Monsanto demande à la France de redevenir un Etat de droit

MonsantoDans un communiqué diffusé jeudi 15 décembre, Monsanto explique envisager de porter plainte après l’intrusion la veille de « faucheurs volontaires » et de militants de la Confédération paysanne dans son usine de production de semences de Trèbes dans l’Aude. Suite à celle-ci, la firme déplore les « dommages matériels qui ont été occasionnés ». L’entreprise demande aux décideurs publics de « protéger les personnes et les installations » d’« une minorité violente », la base dans un Etat de droit comme la France (du moins en théorie car chez de nombreux écologistes, la fin – sauver la planète, le militant écolo est un super-héro qui s’ignore ! – justifie les moyens illégaux voire violents comme en l’espèce).

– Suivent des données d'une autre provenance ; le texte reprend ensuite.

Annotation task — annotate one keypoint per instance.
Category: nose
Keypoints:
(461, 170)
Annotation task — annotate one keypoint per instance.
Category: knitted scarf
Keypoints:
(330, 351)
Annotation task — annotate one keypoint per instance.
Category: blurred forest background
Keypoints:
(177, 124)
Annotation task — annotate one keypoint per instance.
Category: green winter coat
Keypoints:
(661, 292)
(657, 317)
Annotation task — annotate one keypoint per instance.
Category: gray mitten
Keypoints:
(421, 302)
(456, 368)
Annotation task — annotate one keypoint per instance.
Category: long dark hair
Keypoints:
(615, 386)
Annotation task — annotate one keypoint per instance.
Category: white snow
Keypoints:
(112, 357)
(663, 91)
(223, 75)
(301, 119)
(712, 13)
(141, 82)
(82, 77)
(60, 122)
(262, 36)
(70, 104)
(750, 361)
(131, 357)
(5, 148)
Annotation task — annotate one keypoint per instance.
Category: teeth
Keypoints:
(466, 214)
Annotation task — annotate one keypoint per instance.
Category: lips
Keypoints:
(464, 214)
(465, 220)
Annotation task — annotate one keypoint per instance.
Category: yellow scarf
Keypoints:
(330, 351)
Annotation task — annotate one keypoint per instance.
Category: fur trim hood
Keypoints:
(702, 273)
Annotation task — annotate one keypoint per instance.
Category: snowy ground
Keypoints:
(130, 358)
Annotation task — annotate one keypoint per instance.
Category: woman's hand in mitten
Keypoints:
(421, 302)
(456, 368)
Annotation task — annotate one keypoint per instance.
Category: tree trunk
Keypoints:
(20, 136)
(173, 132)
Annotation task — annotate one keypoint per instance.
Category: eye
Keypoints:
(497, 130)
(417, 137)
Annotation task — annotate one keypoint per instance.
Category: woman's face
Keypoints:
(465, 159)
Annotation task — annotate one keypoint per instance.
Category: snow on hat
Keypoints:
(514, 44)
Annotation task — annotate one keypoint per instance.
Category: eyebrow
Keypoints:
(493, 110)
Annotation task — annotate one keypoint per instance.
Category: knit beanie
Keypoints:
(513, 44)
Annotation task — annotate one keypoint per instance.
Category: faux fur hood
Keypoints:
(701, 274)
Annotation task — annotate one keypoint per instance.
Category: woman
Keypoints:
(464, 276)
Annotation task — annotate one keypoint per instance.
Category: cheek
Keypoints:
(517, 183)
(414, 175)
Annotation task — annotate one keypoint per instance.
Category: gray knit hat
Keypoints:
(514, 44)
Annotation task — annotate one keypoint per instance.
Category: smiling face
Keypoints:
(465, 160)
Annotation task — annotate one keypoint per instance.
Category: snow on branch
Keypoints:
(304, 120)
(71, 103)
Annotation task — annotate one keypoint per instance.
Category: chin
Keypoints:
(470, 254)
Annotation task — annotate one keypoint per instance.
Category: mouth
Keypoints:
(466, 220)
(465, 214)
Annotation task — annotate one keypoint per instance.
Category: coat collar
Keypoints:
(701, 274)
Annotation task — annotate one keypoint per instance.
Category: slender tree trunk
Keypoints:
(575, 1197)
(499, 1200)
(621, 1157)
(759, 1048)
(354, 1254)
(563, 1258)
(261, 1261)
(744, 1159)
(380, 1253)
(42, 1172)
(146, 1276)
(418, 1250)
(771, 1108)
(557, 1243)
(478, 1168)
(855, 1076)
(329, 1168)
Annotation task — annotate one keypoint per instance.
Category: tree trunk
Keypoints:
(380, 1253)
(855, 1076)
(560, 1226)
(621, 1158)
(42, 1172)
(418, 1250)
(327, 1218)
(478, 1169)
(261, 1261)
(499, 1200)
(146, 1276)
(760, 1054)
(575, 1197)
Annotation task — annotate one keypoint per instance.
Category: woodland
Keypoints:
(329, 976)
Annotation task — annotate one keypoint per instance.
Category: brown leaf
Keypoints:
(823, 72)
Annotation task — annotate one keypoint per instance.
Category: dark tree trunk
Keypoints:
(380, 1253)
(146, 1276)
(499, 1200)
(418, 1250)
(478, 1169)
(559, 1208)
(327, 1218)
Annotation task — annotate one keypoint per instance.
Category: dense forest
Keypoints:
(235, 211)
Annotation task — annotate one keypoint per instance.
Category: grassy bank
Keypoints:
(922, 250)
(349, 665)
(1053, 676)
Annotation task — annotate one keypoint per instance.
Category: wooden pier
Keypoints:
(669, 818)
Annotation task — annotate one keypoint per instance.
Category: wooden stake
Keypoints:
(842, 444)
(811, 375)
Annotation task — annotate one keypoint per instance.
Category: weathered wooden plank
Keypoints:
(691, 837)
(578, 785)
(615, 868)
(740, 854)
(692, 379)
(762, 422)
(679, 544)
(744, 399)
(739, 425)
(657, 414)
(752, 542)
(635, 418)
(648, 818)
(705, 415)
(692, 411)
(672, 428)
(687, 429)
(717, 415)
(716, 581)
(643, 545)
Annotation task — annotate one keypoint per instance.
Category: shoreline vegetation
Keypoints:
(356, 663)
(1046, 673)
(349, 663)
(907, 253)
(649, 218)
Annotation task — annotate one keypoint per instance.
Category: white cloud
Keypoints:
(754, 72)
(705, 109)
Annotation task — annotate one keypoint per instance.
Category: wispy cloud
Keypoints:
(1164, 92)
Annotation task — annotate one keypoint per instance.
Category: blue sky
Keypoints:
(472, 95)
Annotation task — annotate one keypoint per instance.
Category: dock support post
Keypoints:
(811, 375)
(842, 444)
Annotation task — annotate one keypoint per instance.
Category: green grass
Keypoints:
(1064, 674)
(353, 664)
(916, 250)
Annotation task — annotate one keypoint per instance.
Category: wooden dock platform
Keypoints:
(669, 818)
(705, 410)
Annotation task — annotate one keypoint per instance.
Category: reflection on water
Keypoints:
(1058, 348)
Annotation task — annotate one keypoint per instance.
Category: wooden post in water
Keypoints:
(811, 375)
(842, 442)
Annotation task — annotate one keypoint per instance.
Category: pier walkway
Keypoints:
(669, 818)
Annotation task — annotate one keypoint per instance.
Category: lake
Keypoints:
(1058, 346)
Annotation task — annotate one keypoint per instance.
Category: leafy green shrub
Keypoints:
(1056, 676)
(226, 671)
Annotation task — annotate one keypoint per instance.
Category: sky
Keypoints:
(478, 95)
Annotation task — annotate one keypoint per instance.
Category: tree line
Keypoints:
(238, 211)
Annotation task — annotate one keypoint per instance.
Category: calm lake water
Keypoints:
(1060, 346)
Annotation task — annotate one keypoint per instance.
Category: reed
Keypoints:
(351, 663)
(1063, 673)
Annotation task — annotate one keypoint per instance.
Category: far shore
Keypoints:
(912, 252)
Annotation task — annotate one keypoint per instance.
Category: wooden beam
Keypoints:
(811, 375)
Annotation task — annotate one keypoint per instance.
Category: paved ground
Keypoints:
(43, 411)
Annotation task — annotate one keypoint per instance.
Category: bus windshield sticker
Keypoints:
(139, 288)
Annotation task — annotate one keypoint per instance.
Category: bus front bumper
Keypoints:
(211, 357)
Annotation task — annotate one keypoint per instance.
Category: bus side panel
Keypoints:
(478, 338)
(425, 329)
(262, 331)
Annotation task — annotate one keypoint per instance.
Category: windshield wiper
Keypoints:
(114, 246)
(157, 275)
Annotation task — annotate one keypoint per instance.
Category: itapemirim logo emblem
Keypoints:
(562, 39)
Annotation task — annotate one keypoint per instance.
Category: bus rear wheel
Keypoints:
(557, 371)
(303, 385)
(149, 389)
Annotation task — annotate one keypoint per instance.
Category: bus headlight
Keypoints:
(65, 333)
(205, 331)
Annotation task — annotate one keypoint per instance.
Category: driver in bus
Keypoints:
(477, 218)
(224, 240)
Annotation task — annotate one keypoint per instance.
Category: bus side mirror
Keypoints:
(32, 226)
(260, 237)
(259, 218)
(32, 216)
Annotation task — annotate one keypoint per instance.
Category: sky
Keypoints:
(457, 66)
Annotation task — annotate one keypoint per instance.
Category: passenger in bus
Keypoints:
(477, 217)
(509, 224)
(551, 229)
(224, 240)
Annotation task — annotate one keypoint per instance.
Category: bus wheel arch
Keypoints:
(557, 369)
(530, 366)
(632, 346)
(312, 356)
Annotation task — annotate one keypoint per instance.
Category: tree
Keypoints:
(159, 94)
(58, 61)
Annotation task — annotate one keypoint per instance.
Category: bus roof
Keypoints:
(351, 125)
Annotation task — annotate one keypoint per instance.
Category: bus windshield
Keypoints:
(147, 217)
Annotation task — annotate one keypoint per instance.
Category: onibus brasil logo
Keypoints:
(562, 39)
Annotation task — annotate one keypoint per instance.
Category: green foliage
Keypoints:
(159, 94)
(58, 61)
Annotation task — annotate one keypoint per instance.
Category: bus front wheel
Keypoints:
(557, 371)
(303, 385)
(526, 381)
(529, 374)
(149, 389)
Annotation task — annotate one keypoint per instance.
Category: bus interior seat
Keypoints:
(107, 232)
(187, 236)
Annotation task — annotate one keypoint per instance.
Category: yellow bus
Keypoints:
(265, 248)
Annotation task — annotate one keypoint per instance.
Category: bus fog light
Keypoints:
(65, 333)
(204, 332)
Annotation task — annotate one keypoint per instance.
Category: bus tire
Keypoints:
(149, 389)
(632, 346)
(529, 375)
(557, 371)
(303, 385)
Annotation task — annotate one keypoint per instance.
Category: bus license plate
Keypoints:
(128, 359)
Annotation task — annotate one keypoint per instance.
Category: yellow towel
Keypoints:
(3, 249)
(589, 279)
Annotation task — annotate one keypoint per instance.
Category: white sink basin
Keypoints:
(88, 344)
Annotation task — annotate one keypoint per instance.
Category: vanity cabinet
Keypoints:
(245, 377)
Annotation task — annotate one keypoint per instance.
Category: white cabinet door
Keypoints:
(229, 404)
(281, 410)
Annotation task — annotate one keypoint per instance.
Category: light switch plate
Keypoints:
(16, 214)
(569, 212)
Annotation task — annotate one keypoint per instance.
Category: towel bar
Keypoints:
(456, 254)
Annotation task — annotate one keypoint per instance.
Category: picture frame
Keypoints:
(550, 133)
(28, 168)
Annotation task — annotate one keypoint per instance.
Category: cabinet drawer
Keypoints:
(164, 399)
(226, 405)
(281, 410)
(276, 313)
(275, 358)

Ainsi que l’explique l’hebdomadaire La France Agricole, « Monsanto avait reporté l’inauguration de ce nouveau site, qui devait avoir lieu ce 14 décembre, ayant ‘été informée récemment de l’organisation d’une manifestation à proximité du site de production de semences de Trèbes’ ». En effet, le site produit depuis 1976, « des semences de maïs, de colza et de soja pour l’Europe » et « compte maintenant deux usines modernes de conditionnement des semences » rappelle Monsanto qui explique que « l’inauguration visait à mettre en avant l’investissement réalisé de 87 millions d’euros dans les dernières années ». Un moyen de « souligner le rôle socio-économique essentiel de cette activité pour la ville de Trèbes et pour sa région. » A l’heure des délocalisations, certains écologistes jouent décidément avec le feu.

Monsanto quant à elle, semble décider à jouer le jeu de l’investissement mais hausse le ton et demande aux autorités de faire respecter l’Etat de droit, condition préalable à tout développement économique (en effet, qui investirait s’il risquait de se faire saisir ou détruire les objets de ses investissements ?) : « Nous demandons instamment au gouvernement et aux décideurs publics de prendre note du comportement irresponsable et abusif de ces personnes, et de protéger les personnes et les installations. » Nous verrons dans les prochaines semaines si elle est entendue.